The response of international financial institutions and non-Asian countries to the AFC was timid at best and negative at worse. At the G7-IMF meeting in September 1997, Japan proposed to set up an Asian Monetary Fund to assist Asian countries suffering balance of payment difficulties to be funded by Asian countries of which Japan was willing to be the largest contributor. Both the United States and the IMF strongly opposed this Fund on the argument that it would encourage moral hazard. Most likely the reason was the U.S. did not want to set a precedent where regional cooperation or blocs could assert some degree of independence. Hence the Asian Monetary Fund never saw the light of the day (Masaki, 2007; Lipsey, 2003).

Instead, the IMF provided rescue packages to Thailand. Indonesia and South Korea and, as usual, imposed its one-size fits all solution and conditions on the crisis-affected countries even though the causes of the AFC were quite different from that of the Mexican financial crisis. Unlike Mexico, the Asian governments did not over borrow; it was mainly the private corporations and financial institutions that had crushing debt, many of which were short-term and in foreign currencies leading to a double mismatch in currency and maturity. The IMF imposed over 100 conditions on South Korea and Indonesia as part of its rescue packages many of which were only remotely related to the immediate causes of the crisis. What rescued the Korean economy was the rollover of short-term debt by foreign lenders. But the IMF took this golden opportunity to totally reform and restructure the Korean economy according to its neo-liberal framework.

In the case of Indonesia, the medicine given by IMF aggravated the economic ills of the country. The hike in interest rate to over 10% per annum did not stem the deluge of capital outflow (as evident in Figure 8.1); or the decimation of the rupiah that lost over 80% of its value; instead it smothered the economy as borrowers suffered crushing debt from high interest payment and ballooning principal repayment resulting from currency depreciation. It took over five years for Indonesia to recover. Malaysia also initially followed the IMF prescription but, within a few months, reversed course and implemented anti-cyclical as well as non-conventional monetary and fiscal policies that included capital control measures. These measures helped its economy to recover within two years without any assistance from the IMF.

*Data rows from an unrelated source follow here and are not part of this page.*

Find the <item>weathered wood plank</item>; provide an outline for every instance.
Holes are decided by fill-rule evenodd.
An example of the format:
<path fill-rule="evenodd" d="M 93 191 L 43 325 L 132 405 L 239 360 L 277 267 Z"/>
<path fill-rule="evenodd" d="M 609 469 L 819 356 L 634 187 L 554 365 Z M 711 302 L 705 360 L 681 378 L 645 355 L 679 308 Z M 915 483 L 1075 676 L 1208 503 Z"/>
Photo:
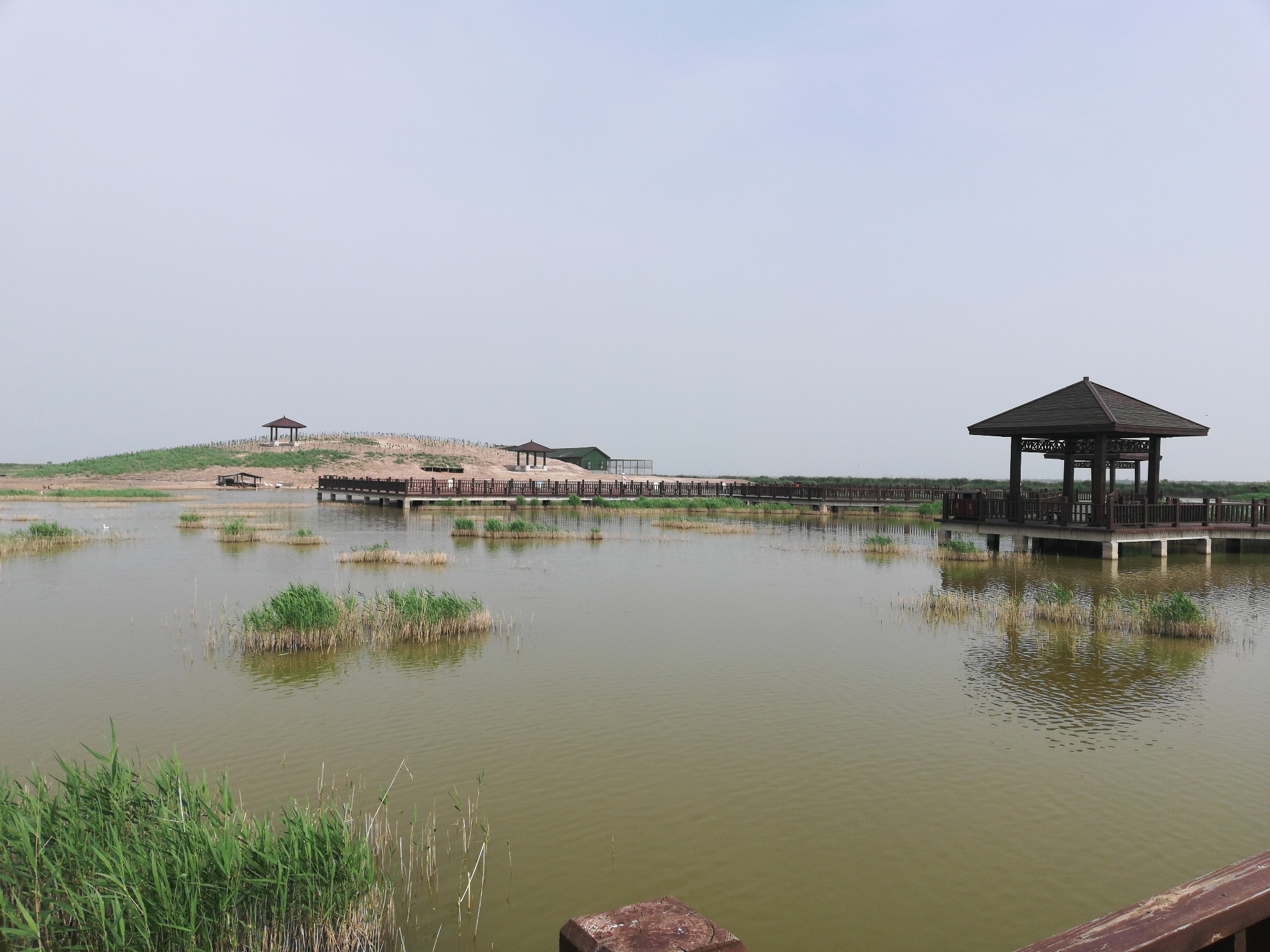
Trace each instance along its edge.
<path fill-rule="evenodd" d="M 1019 952 L 1199 952 L 1248 929 L 1246 952 L 1270 948 L 1270 852 L 1251 857 Z M 1243 952 L 1241 949 L 1240 952 Z"/>

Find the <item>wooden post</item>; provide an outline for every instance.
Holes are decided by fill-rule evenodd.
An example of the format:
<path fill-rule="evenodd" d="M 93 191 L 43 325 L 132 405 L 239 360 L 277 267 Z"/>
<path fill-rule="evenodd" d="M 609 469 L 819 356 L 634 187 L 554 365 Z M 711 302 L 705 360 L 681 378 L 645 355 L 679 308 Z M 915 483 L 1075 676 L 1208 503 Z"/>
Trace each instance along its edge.
<path fill-rule="evenodd" d="M 1024 520 L 1024 438 L 1010 438 L 1010 499 L 1015 519 Z"/>
<path fill-rule="evenodd" d="M 1151 438 L 1151 454 L 1147 459 L 1147 499 L 1160 501 L 1160 437 Z"/>
<path fill-rule="evenodd" d="M 1068 439 L 1063 446 L 1063 496 L 1068 503 L 1076 501 L 1076 457 L 1072 456 L 1074 442 Z"/>
<path fill-rule="evenodd" d="M 1106 506 L 1106 473 L 1107 473 L 1107 438 L 1100 433 L 1093 438 L 1093 462 L 1090 466 L 1090 489 L 1092 513 L 1095 519 L 1101 519 Z"/>

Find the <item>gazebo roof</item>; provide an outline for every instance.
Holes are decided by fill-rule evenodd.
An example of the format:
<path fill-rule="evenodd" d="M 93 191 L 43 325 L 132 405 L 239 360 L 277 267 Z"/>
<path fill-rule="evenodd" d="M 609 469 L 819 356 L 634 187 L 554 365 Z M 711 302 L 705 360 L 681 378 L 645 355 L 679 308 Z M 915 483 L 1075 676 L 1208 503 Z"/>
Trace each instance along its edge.
<path fill-rule="evenodd" d="M 532 439 L 528 443 L 521 443 L 518 447 L 507 447 L 513 453 L 550 453 L 551 448 L 545 447 L 541 443 L 535 443 Z"/>
<path fill-rule="evenodd" d="M 1161 410 L 1088 377 L 966 429 L 974 437 L 1206 437 L 1208 426 Z"/>

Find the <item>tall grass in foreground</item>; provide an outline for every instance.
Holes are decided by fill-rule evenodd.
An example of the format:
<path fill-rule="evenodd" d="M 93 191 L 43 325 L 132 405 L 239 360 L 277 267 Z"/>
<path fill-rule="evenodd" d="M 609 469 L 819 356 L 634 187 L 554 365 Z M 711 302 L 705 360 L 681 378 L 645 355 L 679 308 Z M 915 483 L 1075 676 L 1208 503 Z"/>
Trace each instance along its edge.
<path fill-rule="evenodd" d="M 386 825 L 324 796 L 254 817 L 226 777 L 142 772 L 112 736 L 60 779 L 0 773 L 0 946 L 351 949 L 396 939 Z"/>
<path fill-rule="evenodd" d="M 1088 602 L 1078 599 L 1060 583 L 1041 586 L 1031 598 L 931 589 L 906 607 L 932 625 L 978 619 L 1012 628 L 1041 621 L 1095 632 L 1209 640 L 1220 637 L 1226 631 L 1224 623 L 1210 608 L 1180 589 L 1165 595 L 1134 595 L 1116 590 Z"/>
<path fill-rule="evenodd" d="M 479 598 L 432 589 L 389 589 L 335 598 L 318 585 L 291 584 L 243 614 L 235 644 L 245 651 L 331 650 L 349 645 L 427 642 L 488 632 L 494 619 Z"/>

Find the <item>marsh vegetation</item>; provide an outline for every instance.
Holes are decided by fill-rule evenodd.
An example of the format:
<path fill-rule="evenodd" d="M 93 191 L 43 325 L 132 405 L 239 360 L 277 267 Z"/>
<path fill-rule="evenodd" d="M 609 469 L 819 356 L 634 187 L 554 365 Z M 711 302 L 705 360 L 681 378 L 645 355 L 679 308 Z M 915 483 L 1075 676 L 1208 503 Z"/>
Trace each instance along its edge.
<path fill-rule="evenodd" d="M 339 561 L 370 565 L 447 565 L 450 556 L 444 552 L 398 552 L 385 541 L 373 546 L 353 546 L 352 551 L 339 553 Z"/>
<path fill-rule="evenodd" d="M 932 625 L 978 619 L 1017 628 L 1039 621 L 1095 632 L 1209 640 L 1226 631 L 1209 607 L 1180 589 L 1156 595 L 1114 589 L 1102 598 L 1081 598 L 1058 581 L 1038 585 L 1021 597 L 931 589 L 908 607 Z"/>
<path fill-rule="evenodd" d="M 427 642 L 490 631 L 494 618 L 475 595 L 389 589 L 342 597 L 292 583 L 243 614 L 232 642 L 244 651 L 331 650 L 352 645 Z"/>

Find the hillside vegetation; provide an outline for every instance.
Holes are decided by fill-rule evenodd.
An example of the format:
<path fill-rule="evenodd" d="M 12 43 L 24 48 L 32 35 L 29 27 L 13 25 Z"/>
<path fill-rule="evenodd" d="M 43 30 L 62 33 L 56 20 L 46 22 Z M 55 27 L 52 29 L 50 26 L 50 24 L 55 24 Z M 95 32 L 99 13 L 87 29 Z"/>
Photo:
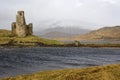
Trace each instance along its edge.
<path fill-rule="evenodd" d="M 87 34 L 71 38 L 55 38 L 55 40 L 120 40 L 120 26 L 104 27 Z"/>
<path fill-rule="evenodd" d="M 61 45 L 62 42 L 49 40 L 37 36 L 11 37 L 8 30 L 0 30 L 0 45 L 9 46 L 44 46 L 44 45 Z"/>
<path fill-rule="evenodd" d="M 43 71 L 0 80 L 120 80 L 120 64 L 83 69 Z"/>
<path fill-rule="evenodd" d="M 90 33 L 74 37 L 76 40 L 120 40 L 120 26 L 104 27 Z"/>

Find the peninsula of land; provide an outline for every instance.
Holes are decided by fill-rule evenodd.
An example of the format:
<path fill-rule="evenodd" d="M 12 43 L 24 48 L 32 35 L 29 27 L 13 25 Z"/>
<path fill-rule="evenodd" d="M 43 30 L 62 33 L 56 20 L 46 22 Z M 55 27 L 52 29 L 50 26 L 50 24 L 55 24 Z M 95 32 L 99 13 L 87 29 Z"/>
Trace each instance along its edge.
<path fill-rule="evenodd" d="M 120 39 L 119 30 L 120 26 L 103 28 L 83 35 L 82 37 L 80 37 L 80 40 L 81 38 L 85 40 L 91 40 L 91 38 L 97 40 L 111 40 L 112 37 L 115 37 L 115 39 L 118 40 Z M 114 35 L 109 34 L 111 33 L 111 31 L 115 32 Z M 106 36 L 104 34 L 106 34 Z M 33 24 L 26 24 L 24 11 L 17 12 L 16 22 L 13 22 L 11 24 L 11 31 L 0 29 L 0 47 L 120 47 L 120 44 L 82 44 L 80 40 L 76 37 L 67 39 L 73 41 L 70 43 L 66 43 L 60 41 L 59 39 L 50 40 L 33 35 Z"/>

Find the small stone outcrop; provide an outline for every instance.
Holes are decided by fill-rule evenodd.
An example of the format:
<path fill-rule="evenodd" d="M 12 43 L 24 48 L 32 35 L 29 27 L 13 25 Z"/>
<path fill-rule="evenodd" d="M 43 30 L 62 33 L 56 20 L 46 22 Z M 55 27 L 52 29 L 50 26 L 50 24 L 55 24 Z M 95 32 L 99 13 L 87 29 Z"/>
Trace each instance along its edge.
<path fill-rule="evenodd" d="M 33 24 L 26 24 L 24 11 L 18 11 L 16 22 L 12 23 L 12 35 L 18 37 L 26 37 L 33 34 Z"/>

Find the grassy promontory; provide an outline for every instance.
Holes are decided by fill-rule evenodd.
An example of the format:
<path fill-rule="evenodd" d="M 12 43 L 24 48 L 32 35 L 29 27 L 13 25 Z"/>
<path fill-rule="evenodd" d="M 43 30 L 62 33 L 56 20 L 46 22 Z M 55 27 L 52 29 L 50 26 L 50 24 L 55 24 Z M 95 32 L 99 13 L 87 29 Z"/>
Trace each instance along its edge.
<path fill-rule="evenodd" d="M 13 37 L 11 31 L 0 29 L 0 46 L 2 47 L 120 47 L 120 44 L 81 44 L 79 41 L 64 43 L 44 39 L 38 36 Z"/>
<path fill-rule="evenodd" d="M 9 30 L 0 29 L 0 46 L 56 46 L 62 42 L 40 38 L 34 35 L 27 37 L 12 37 Z"/>
<path fill-rule="evenodd" d="M 43 71 L 0 80 L 120 80 L 120 64 Z"/>

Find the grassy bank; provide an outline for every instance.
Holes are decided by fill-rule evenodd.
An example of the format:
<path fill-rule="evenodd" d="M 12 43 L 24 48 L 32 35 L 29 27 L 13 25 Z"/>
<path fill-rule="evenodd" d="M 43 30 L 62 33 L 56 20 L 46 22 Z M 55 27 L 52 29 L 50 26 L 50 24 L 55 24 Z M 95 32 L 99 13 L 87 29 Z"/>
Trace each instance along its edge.
<path fill-rule="evenodd" d="M 120 64 L 44 71 L 0 80 L 120 80 Z"/>

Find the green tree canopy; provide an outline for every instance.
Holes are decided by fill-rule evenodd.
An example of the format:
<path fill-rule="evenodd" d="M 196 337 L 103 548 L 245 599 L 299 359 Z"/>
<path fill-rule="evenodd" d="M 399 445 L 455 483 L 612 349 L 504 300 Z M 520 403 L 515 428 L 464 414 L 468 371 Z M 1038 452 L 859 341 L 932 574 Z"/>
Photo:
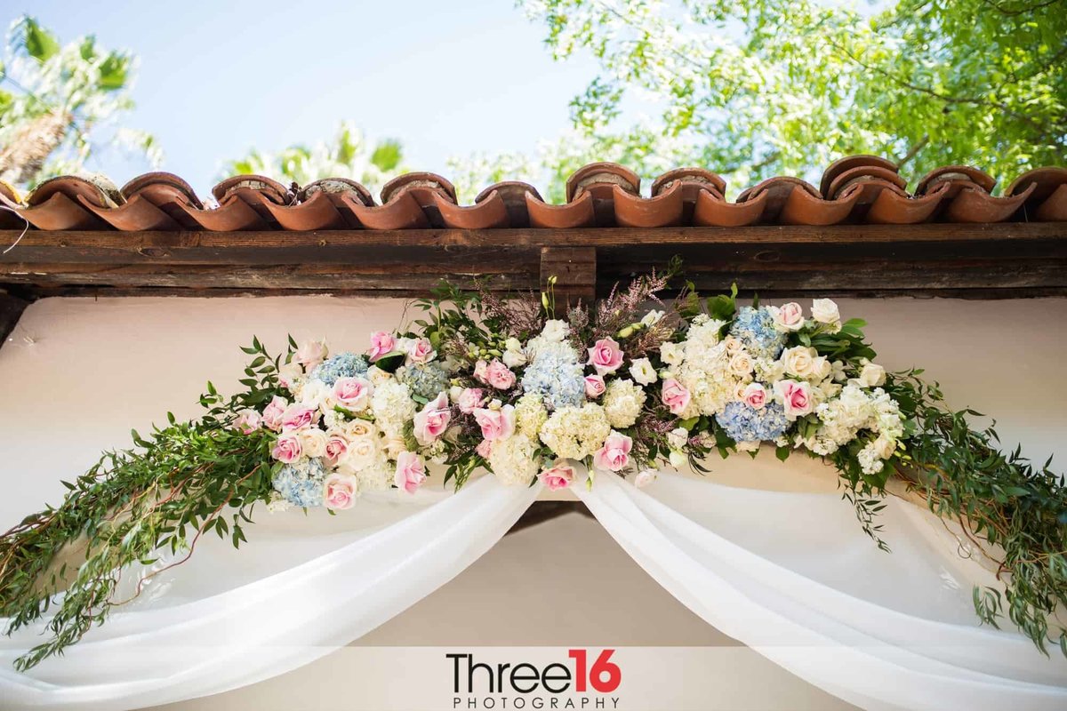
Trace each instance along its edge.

Among the hard lessons Asian countries learned from the AFC was the need to pull up their own bootstraps; to lessen their dependence on the international financial institutions and Western countries; and to strengthen regional cooperation and resources to deal with financial crisis.

The failure of the existing international financial system to deal with AFC provided the impetus for Asian nations to search for an alternative RFA. J

The other impetus for greater regional financial and monetary cooperation is market considerations. While European economic and financial integration was driven more by political motives, Asian cooperation and integration is more market driven. Asian intra-regional trade and investment flows have risen over the years. Asian intra-regional trade was 54% of total trade in 2014; its intra-regional foreign direct investments accounted for 51% of total investments received in 2012. Asia’s intra-regional portfolio investments were less developed, making up only 15% of total portfolio assets and 20% of total portfolio liabilities in 2013 (ADB, 2014b: 43). The development of an Asian RFA would facilitate more trade and investments.